There is no claim that the plaintiff’s injuries were caused by anything other than a portion of the Penrose drain being left in the body. Reasonable standards of professional medical care should not include, as a matter of law, leaving pieces of medical tubing in surgical wounds. The plaintiff here would not have been injured absent someone’s negligence. Consequently, under the standard set forth in Pederson, 72 Wn.2d 73, and Ybarra, 25 Cal. 2d 486, the burden should be shifted to the medical professionals to prove who among them was negligent. To require otherwise by forcing the plaintiff to prove through expert testimony who harmed them in order to survive summary judgment is completely inconsistent with the doctrine of res ipsa loquitur as this court has applied it in similar circumstances.
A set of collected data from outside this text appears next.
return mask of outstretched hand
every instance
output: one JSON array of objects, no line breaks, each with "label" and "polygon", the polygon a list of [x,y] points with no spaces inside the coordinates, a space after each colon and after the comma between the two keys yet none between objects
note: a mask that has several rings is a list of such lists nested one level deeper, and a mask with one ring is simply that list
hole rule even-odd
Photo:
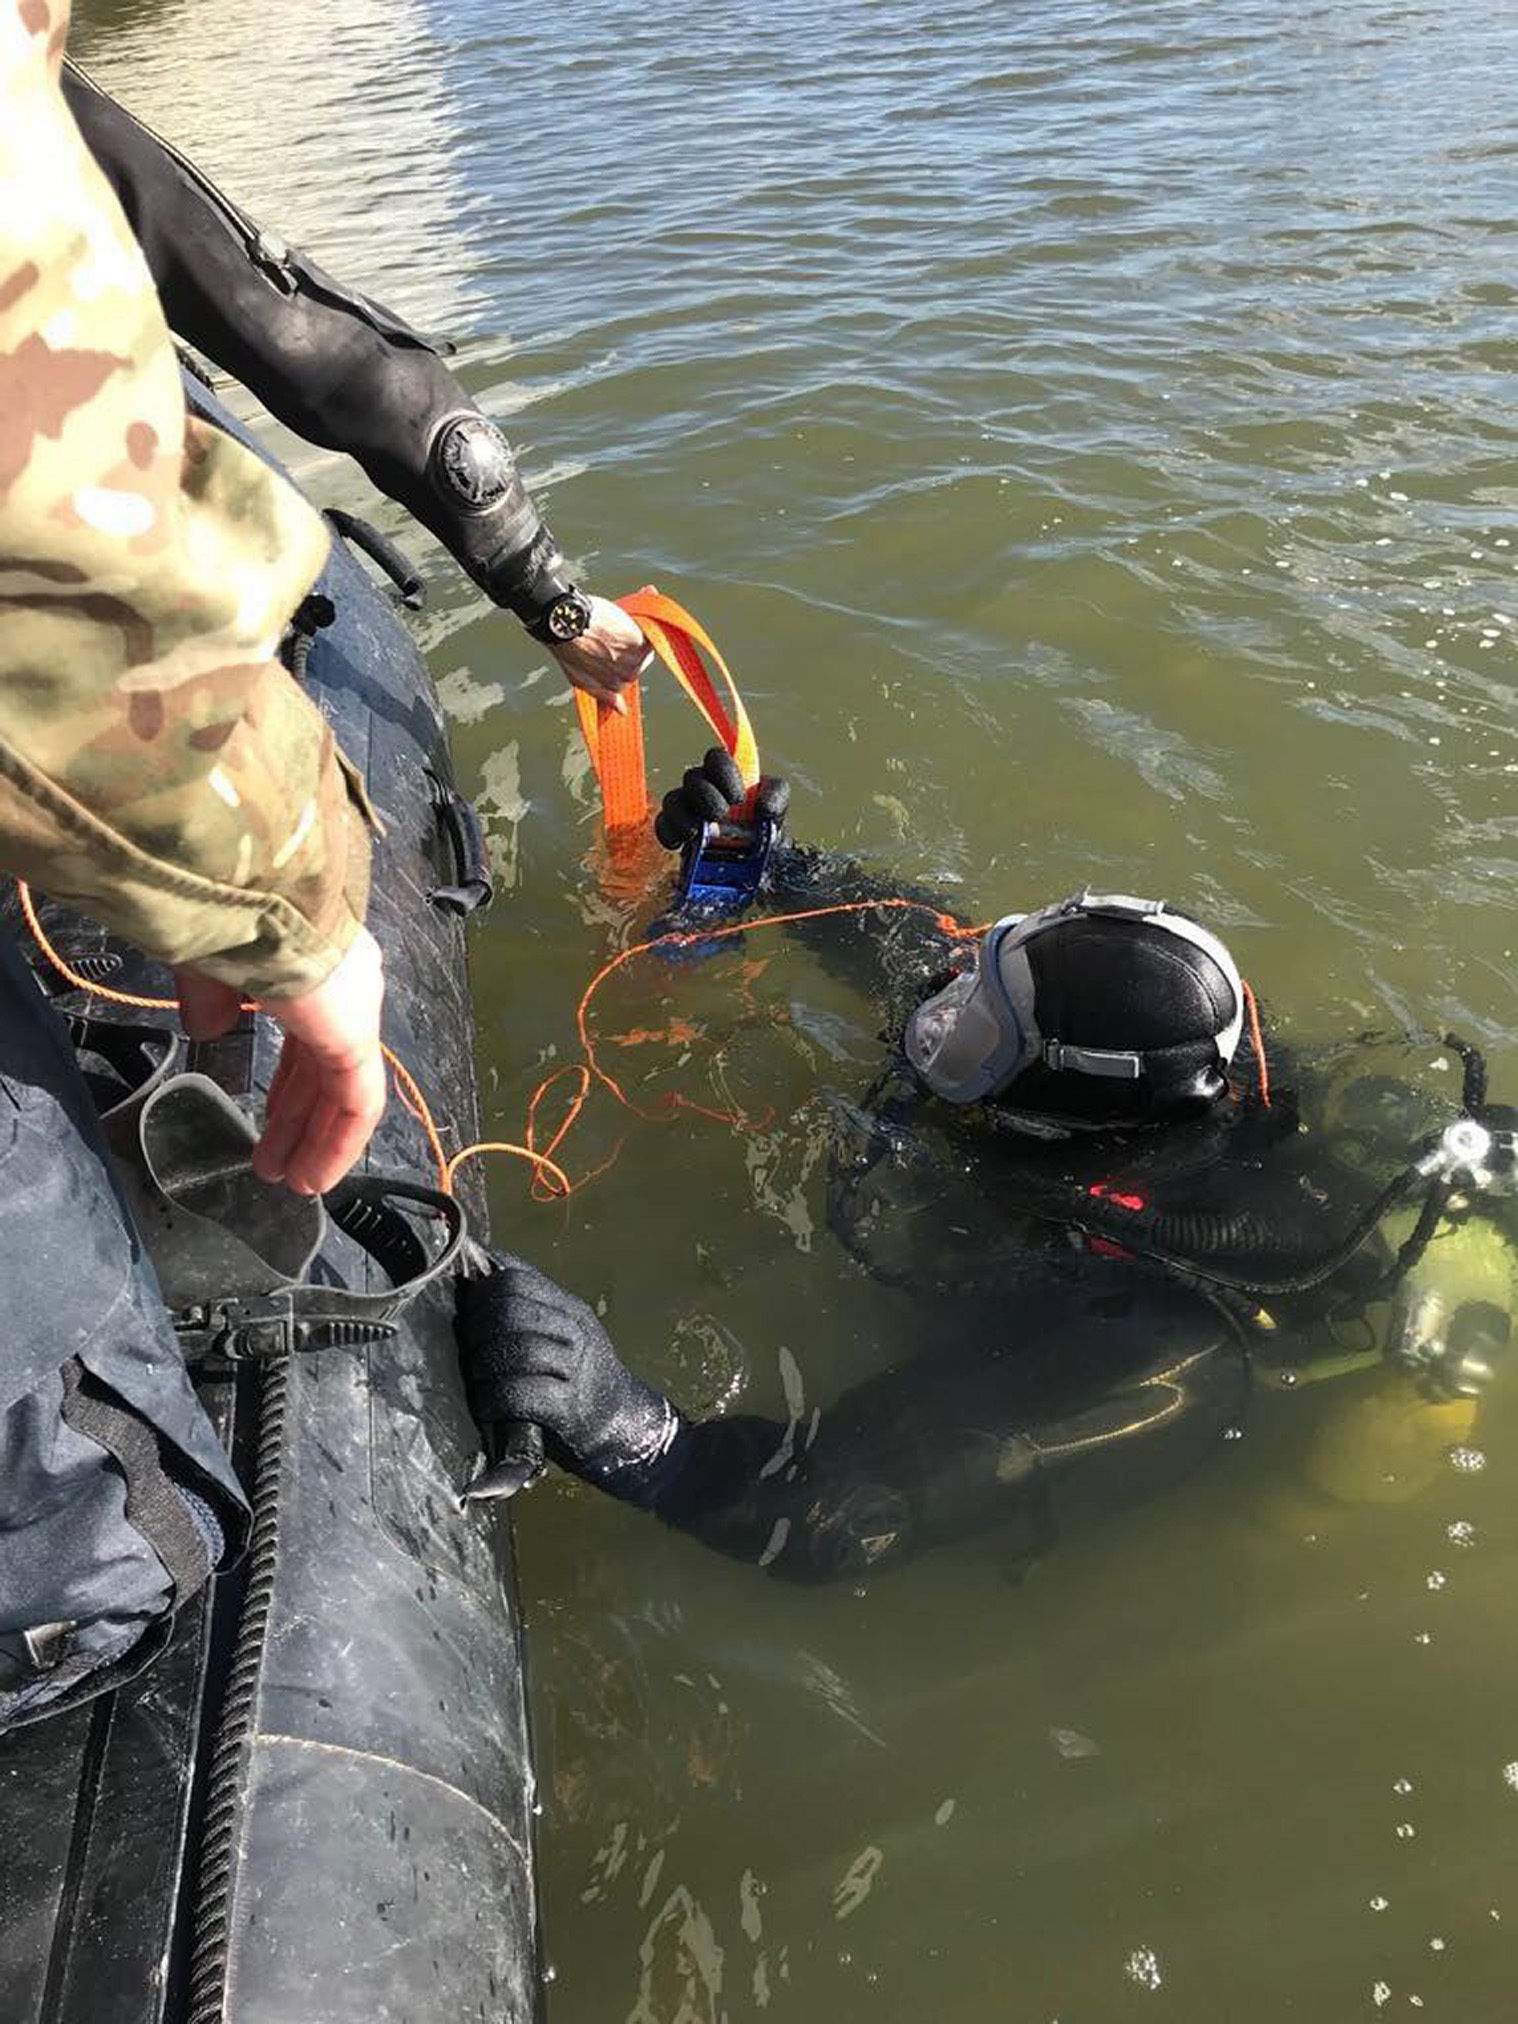
[{"label": "outstretched hand", "polygon": [[590,624],[577,640],[550,646],[571,688],[583,689],[614,710],[627,711],[622,691],[629,688],[653,659],[636,619],[610,598],[590,599]]},{"label": "outstretched hand", "polygon": [[[192,1040],[230,1033],[242,994],[203,970],[174,972],[180,1017]],[[367,928],[324,983],[299,998],[268,998],[260,1009],[284,1031],[269,1085],[263,1136],[253,1149],[261,1181],[298,1195],[334,1187],[362,1154],[385,1108],[380,1052],[384,959]]]},{"label": "outstretched hand", "polygon": [[[732,754],[713,745],[701,764],[687,767],[680,785],[665,795],[654,817],[654,835],[666,850],[683,850],[708,822],[743,820],[740,804],[747,792]],[[790,805],[789,780],[766,774],[754,790],[754,813],[778,825]]]}]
The doctrine provides for an inference of negligence when specific negligence cannot be proved by the plaintiff but is clearly observable to a layperson.

I would reverse the trial court and hold that negligence can be inferred from the fact that the tube was left in the wound and therefore summary judgment was improper. Expert testimony is not necessary on the issue of negligence. 
      
      A Penrose drain is a piece of soft tubing that is placed into a wound area to drain off fluid.
     
      
       The Court also granted respondents’ motions to strike Miller’s reply in support of her petition for review. The reply was subsequently filed as a supplemental brief.
     
      
       It was speculated that Ireton acted negligently by suturing the drain in place during surgery. Such a conclusion would require medical knowledge beyond that possessed by laypersons. Jacoby’s expert witness stated that it is not the usual and customary practice to suture a drain in place in a wound. However, this opinion is not the equivalent of concluding that Ireton’s procedure violated the standard of care.